Underworld: Evolution
2006年 アメリカ 106分
監督:レン・ワイズマン
一作目の結末でヴァンパイアと狼男のハイブリッドが誕生し、ヴァンパイア側の処刑人セリーンはこのハイブリッド男マイケルとともに追っ手をかわしている。一方、ヴァンパイア一味のほうでは元祖ヴァンパイアのマーカスが休眠から醒め、裏切り者のクレイヴンをさっさと始末すると本人にしかわからない理由でセリーンたちを追いかけてくる。そうしているあいだに周辺には謎の閣下に率いられた武装集団が金のかかった装備で出没し、セリーンの手中には事件を解く謎の鍵があり、謎の閣下の手中にも似たような形の鍵があり、ヴァンパイア一族の秘密を握っている男もどこかにひそんでいるようで、つまり、そういう謎が謎を呼ぶ仕組みはあまりわたしの好みではない。
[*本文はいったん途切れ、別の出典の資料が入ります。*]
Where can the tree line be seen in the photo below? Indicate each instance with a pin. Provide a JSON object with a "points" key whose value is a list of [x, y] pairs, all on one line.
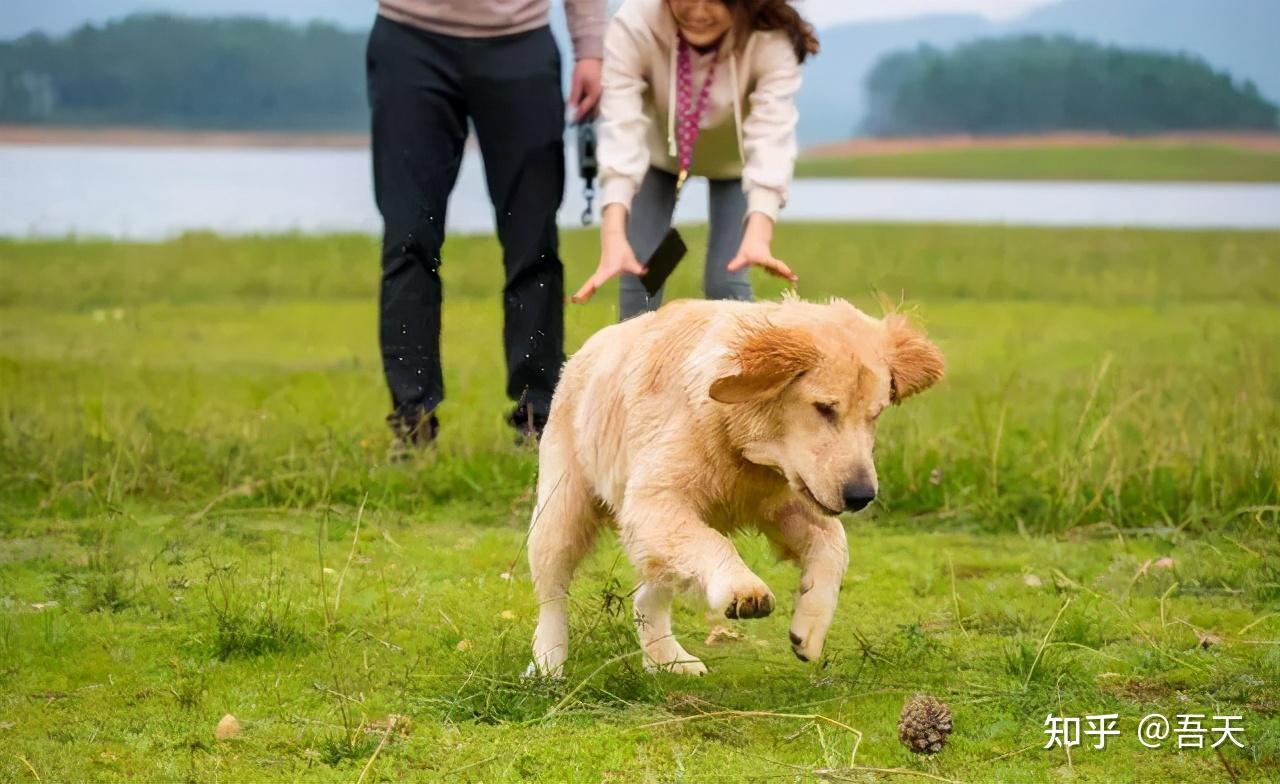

一作目同様、もったいぶった展開で筋書きは中盤まで要領を得ないものの、とりあえず十三世紀初頭にあったそもそもの事情は判明するし、かたやヴァンパイア、かたや狼男でかれこれ八百年間も人類に迷惑をかけ続けている双子の兄弟には父親がちゃんといて、こちらはこちらで家名に泥を塗るまいと八百年間も息子たちの不始末の後片付けを続けているとかいうばかばかしい話は悪くない。ケイト・ベッキンセイルはあいかわらず美しいしあいかわらずアクション向きではないものの、演出の工夫があって一作目ほど不自然な感じにはなっていない。全体として演出力は向上しており、無駄も減っている。ハンガリーにはまったく行かずにバンクーバー周辺でロケされた東欧、FANTASY II製作とおぼしきミニチュアがいい感じ。